The meeting was chaired by Talabani, but Sheikh Jangi was absent. The two are engaged in a battle for factional primacy within the party.

A readout of Wednesday’s conference lacked substance about what was discussed, beyond the general political situation within the party and the upcoming parliamentary election in October.

Although it had been simmering for months, Talabani and Sheikh Jangi’s rivalry exploded into public on July 8, when Talabani and his younger brother, Kurdistan Regional Government (KRG) Deputy Prime Minister Qubad Talabani, began a campaign to oust Sheikh Jangi’s allies from leadership positions within the party’s affiliated security forces.

During an appearance on NRT’s Tawtwe interview program, Hawrami said that the powerful PUK General Leadership Council is expected to meet soon to discuss the dispute, appearing to indicate that that body’s role could be more influential than the private meetings between the major players in the party that have taken place so far.

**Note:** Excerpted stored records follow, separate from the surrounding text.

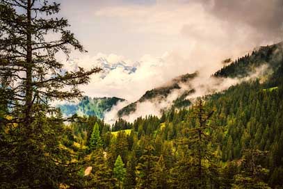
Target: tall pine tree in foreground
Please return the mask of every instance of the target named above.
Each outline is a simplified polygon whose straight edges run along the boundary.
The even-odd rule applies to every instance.
[[[52,1],[0,0],[0,101],[8,106],[0,119],[1,188],[74,185],[74,163],[60,142],[64,120],[51,102],[81,97],[79,85],[100,69],[66,72],[56,59],[72,48],[86,51],[59,11]]]

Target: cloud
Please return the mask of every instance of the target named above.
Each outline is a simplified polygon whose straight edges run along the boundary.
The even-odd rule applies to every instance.
[[[138,102],[136,104],[136,110],[129,115],[124,115],[123,119],[128,122],[133,122],[137,117],[143,117],[149,115],[154,115],[158,117],[161,116],[161,110],[170,108],[174,101],[184,94],[184,92],[193,89],[195,92],[188,94],[186,99],[189,99],[194,103],[197,97],[204,97],[207,94],[211,94],[215,92],[223,92],[227,90],[232,85],[241,83],[244,81],[252,81],[256,79],[261,79],[270,70],[267,65],[256,68],[250,72],[249,76],[243,78],[216,78],[208,76],[207,74],[200,73],[198,76],[186,83],[179,83],[180,89],[174,90],[165,99],[161,100],[159,98],[147,100],[143,102]],[[106,121],[118,119],[117,113],[119,110],[129,104],[124,103],[124,106],[120,104],[118,106],[113,108],[111,113],[106,114]]]

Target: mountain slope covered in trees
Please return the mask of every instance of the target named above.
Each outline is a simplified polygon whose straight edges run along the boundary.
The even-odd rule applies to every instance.
[[[97,169],[88,178],[95,180],[107,169],[112,172],[111,178],[117,179],[104,183],[109,188],[282,188],[280,45],[262,47],[246,55],[231,65],[232,70],[227,66],[215,76],[243,77],[243,69],[249,73],[250,65],[262,64],[270,68],[266,75],[203,97],[189,108],[171,108],[161,118],[149,115],[133,123],[120,119],[112,129],[92,117],[83,126],[72,124],[75,142],[88,147],[92,139],[88,133],[99,133],[100,138],[95,140],[103,141],[100,150],[107,154],[104,168]],[[270,49],[274,51],[268,56],[266,52]],[[99,126],[99,131],[93,130],[95,123]],[[120,131],[114,135],[113,131]],[[85,153],[101,152],[97,149]],[[120,167],[121,160],[126,172],[118,174],[118,162]]]
[[[59,105],[58,108],[67,116],[77,114],[81,116],[95,115],[103,119],[105,112],[109,111],[113,106],[123,101],[124,99],[118,97],[91,98],[86,96],[78,104]]]
[[[195,78],[197,76],[197,73],[181,75],[172,79],[170,81],[170,83],[161,87],[147,91],[145,94],[143,94],[137,101],[133,102],[120,110],[118,113],[118,116],[122,117],[124,115],[128,115],[136,111],[136,106],[138,103],[143,103],[147,101],[157,102],[164,101],[168,97],[168,95],[172,92],[173,90],[181,89],[180,85],[189,85],[189,81]],[[179,97],[175,99],[175,105],[177,107],[182,106],[183,104],[178,104],[178,102],[179,101],[184,100],[185,97],[191,92],[193,92],[193,90],[188,90],[184,92]],[[191,104],[191,102],[187,100],[186,105],[189,104]]]

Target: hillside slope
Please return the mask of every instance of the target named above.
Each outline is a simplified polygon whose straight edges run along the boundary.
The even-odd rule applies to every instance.
[[[172,92],[173,90],[181,89],[180,85],[182,84],[189,85],[189,81],[195,78],[197,76],[197,73],[181,75],[174,79],[170,81],[169,83],[151,90],[147,90],[138,101],[131,103],[120,110],[118,111],[118,116],[122,117],[134,112],[138,103],[145,102],[146,101],[159,102],[164,101],[168,97],[168,95]],[[184,98],[188,95],[188,94],[192,92],[193,91],[191,89],[184,91],[179,98],[175,99],[175,101],[178,101],[180,100],[184,100]],[[186,101],[186,104],[188,105],[190,104],[190,101]],[[181,106],[180,104],[177,104]]]
[[[86,96],[76,104],[63,104],[58,106],[58,108],[67,116],[76,113],[80,115],[95,115],[103,119],[106,111],[109,111],[119,101],[123,101],[124,99],[118,97],[91,98]]]

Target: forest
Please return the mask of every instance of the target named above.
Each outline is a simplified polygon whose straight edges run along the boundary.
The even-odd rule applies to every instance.
[[[39,1],[0,0],[1,188],[283,188],[282,42],[211,76],[243,78],[267,65],[259,78],[110,125],[102,113],[118,98],[84,97],[64,106],[67,117],[52,106],[81,99],[79,86],[101,69],[63,69],[57,53],[86,51],[54,17],[60,4]],[[168,92],[159,90],[147,94]]]

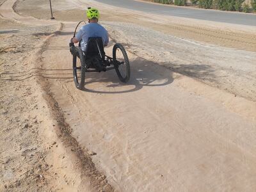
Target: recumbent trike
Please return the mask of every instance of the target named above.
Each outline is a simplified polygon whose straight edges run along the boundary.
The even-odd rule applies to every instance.
[[[106,72],[115,69],[122,82],[127,83],[129,81],[130,64],[126,51],[121,44],[114,45],[113,58],[106,55],[101,37],[89,38],[84,52],[81,49],[80,43],[79,46],[74,46],[74,44],[70,43],[70,48],[73,56],[74,81],[78,89],[84,88],[86,72]]]

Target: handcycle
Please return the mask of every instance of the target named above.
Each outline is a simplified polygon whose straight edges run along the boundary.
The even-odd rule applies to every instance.
[[[74,36],[80,22],[75,30]],[[101,37],[90,37],[86,50],[83,52],[80,46],[70,43],[70,51],[73,56],[73,76],[76,86],[83,90],[86,73],[100,72],[115,69],[123,83],[128,82],[131,76],[130,63],[125,49],[120,44],[113,47],[113,57],[106,55]]]

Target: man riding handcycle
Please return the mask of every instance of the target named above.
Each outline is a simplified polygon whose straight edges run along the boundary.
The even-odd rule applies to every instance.
[[[109,38],[107,30],[98,23],[99,12],[88,8],[86,12],[88,24],[76,33],[76,28],[70,43],[73,56],[73,75],[76,86],[82,90],[85,83],[86,72],[107,71],[115,69],[119,79],[127,83],[130,78],[130,64],[124,47],[116,44],[113,48],[113,57],[106,56],[104,47]],[[78,46],[74,44],[79,43]]]

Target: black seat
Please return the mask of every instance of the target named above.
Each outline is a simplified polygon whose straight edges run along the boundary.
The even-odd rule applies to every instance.
[[[90,37],[87,43],[86,51],[85,51],[86,58],[93,57],[100,57],[102,60],[105,58],[102,38],[100,36]]]

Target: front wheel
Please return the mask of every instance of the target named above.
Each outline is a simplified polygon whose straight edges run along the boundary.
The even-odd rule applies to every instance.
[[[83,51],[75,47],[73,54],[73,76],[76,86],[83,90],[84,86],[86,62]]]
[[[131,75],[130,63],[125,49],[121,44],[116,44],[113,47],[113,59],[119,79],[127,83]]]

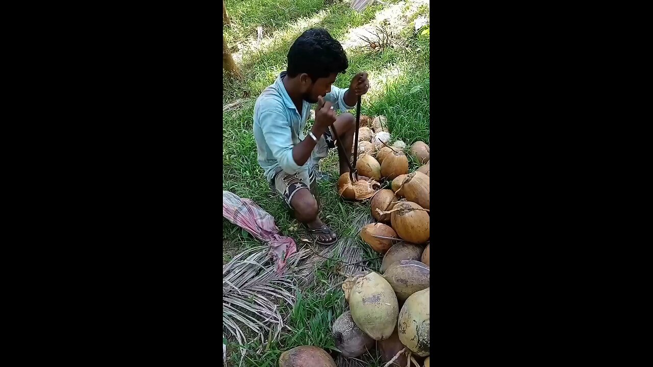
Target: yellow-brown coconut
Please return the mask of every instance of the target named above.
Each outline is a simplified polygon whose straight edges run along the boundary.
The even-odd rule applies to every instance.
[[[372,144],[372,143],[370,143]],[[379,150],[379,152],[376,153],[376,160],[379,161],[379,164],[383,163],[383,158],[389,153],[392,153],[392,150],[389,147],[384,146],[383,148]]]
[[[398,201],[398,198],[395,197],[394,193],[392,190],[383,189],[379,190],[370,202],[370,209],[372,210],[372,216],[377,221],[385,223],[390,223],[390,214],[380,214],[377,209],[381,209],[382,212],[390,210],[394,206],[390,203],[393,201]]]
[[[430,288],[413,293],[399,313],[397,331],[399,340],[420,357],[430,354]]]
[[[423,165],[429,160],[430,148],[424,142],[417,141],[410,147],[410,153],[420,164]]]
[[[381,165],[369,154],[363,154],[356,161],[356,170],[362,176],[381,181]]]
[[[403,349],[406,345],[402,344],[400,340],[399,340],[399,334],[397,334],[397,328],[394,328],[394,332],[390,338],[386,339],[385,340],[381,340],[377,343],[377,345],[379,347],[379,352],[381,355],[381,360],[383,362],[383,364],[386,364],[390,362],[390,360],[392,359],[399,351]],[[406,349],[407,351],[407,349]],[[392,367],[396,367],[400,366],[400,367],[406,367],[408,365],[408,357],[406,355],[407,353],[402,353],[399,355],[397,359],[394,360],[395,364],[391,364]]]
[[[372,130],[369,127],[360,127],[358,128],[358,141],[359,142],[369,142],[372,140],[372,136],[374,133],[372,133]]]
[[[351,318],[375,340],[390,338],[397,325],[399,305],[387,280],[371,272],[359,279],[349,295]]]
[[[365,243],[370,245],[370,247],[372,248],[376,252],[379,253],[385,253],[388,252],[390,247],[392,246],[392,241],[391,240],[384,240],[383,238],[378,238],[374,237],[372,234],[376,236],[383,236],[384,237],[394,237],[397,238],[397,234],[394,232],[394,230],[392,229],[389,225],[386,225],[383,223],[370,223],[363,227],[360,230],[360,238],[365,241]]]
[[[385,214],[385,213],[382,213]],[[409,242],[418,245],[428,240],[430,217],[424,208],[411,201],[394,205],[390,222],[397,234]]]
[[[408,173],[408,159],[402,152],[389,153],[381,164],[381,176],[394,180],[400,174]]]
[[[402,184],[402,195],[424,209],[431,208],[431,179],[421,172],[408,174]]]
[[[333,323],[331,336],[345,358],[361,356],[374,347],[374,340],[356,326],[350,311],[345,311]]]
[[[416,260],[419,261],[422,259],[422,251],[424,250],[422,246],[402,241],[395,242],[392,247],[390,247],[388,252],[383,256],[383,261],[381,263],[379,270],[381,274],[390,265],[401,261],[402,260]],[[422,261],[422,263],[424,263]]]
[[[404,179],[407,176],[407,174],[400,174],[399,176],[395,177],[394,180],[392,180],[392,183],[391,184],[392,191],[394,191],[398,197],[404,196],[404,193],[402,191],[399,190],[399,188],[402,187],[402,184],[404,183]]]
[[[426,174],[428,177],[430,177],[431,175],[429,174],[429,172],[431,172],[431,164],[430,163],[431,163],[430,161],[426,162],[426,165],[424,165],[422,166],[421,167],[419,167],[419,168],[417,168],[417,172],[421,172],[423,173],[424,174]]]
[[[428,288],[430,276],[428,266],[417,260],[400,260],[383,273],[383,278],[394,289],[399,302],[406,300],[415,292]]]
[[[282,353],[279,367],[336,367],[336,362],[324,349],[302,345]]]
[[[349,172],[345,172],[338,179],[338,193],[349,200],[365,200],[374,196],[379,183],[370,179],[369,181],[358,180],[352,184]]]

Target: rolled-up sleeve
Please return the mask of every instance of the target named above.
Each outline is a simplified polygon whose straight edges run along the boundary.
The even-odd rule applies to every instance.
[[[355,105],[347,106],[347,103],[345,103],[345,92],[348,90],[349,90],[349,88],[342,89],[336,86],[331,86],[331,91],[326,95],[329,96],[328,101],[332,101],[334,104],[336,104],[335,108],[336,109],[344,111],[345,110],[351,110],[356,107]]]
[[[261,112],[259,118],[265,142],[279,165],[287,173],[297,173],[301,170],[302,166],[297,165],[293,158],[292,132],[283,114],[270,109]]]

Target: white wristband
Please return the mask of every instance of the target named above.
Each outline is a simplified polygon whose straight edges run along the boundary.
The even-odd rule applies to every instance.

Taking a broader view, he also argued that the leadership arrangement that was put in place following the 2019 PUK Congress is not well suited to the party, which he said cannot be led by two co-leaders.

At the all-party gathering that December, Sheikh Jangi unexpectedly topped the vote, causing consternation on the part of the Talabanis who had expected to use the Congress as an opportunity to consolidate power around themselves as the rightful heirs to their father, longtime party leader Jalal Talabani, who died in 2017.

As a compromise, Talabani and Sheikh Jangi were chosen as co-presidents, an awkward arrangement from the start.

Instead, the party should have opted for a system with one president and two deputies, Hawrami said.

"Disagreements between the [PUK] co-presidents are about power, not reform," he continued, adding that those disagreements will cause great damage to the party’s electoral prospects.

The retired Peshmerga also criticized the role of the party’s High Political Council, saying that it had been "ineffective" in mediating intra-factional disputes and had generally been inactive since its formation more than a year ago. That group is made up of older PUK figures to give advice on the direction of the party to the younger generation of leaders.

Hawrami said that trying to broker an agreement between Talabani and Sheikh Jangi is like "striking while the iron is cold."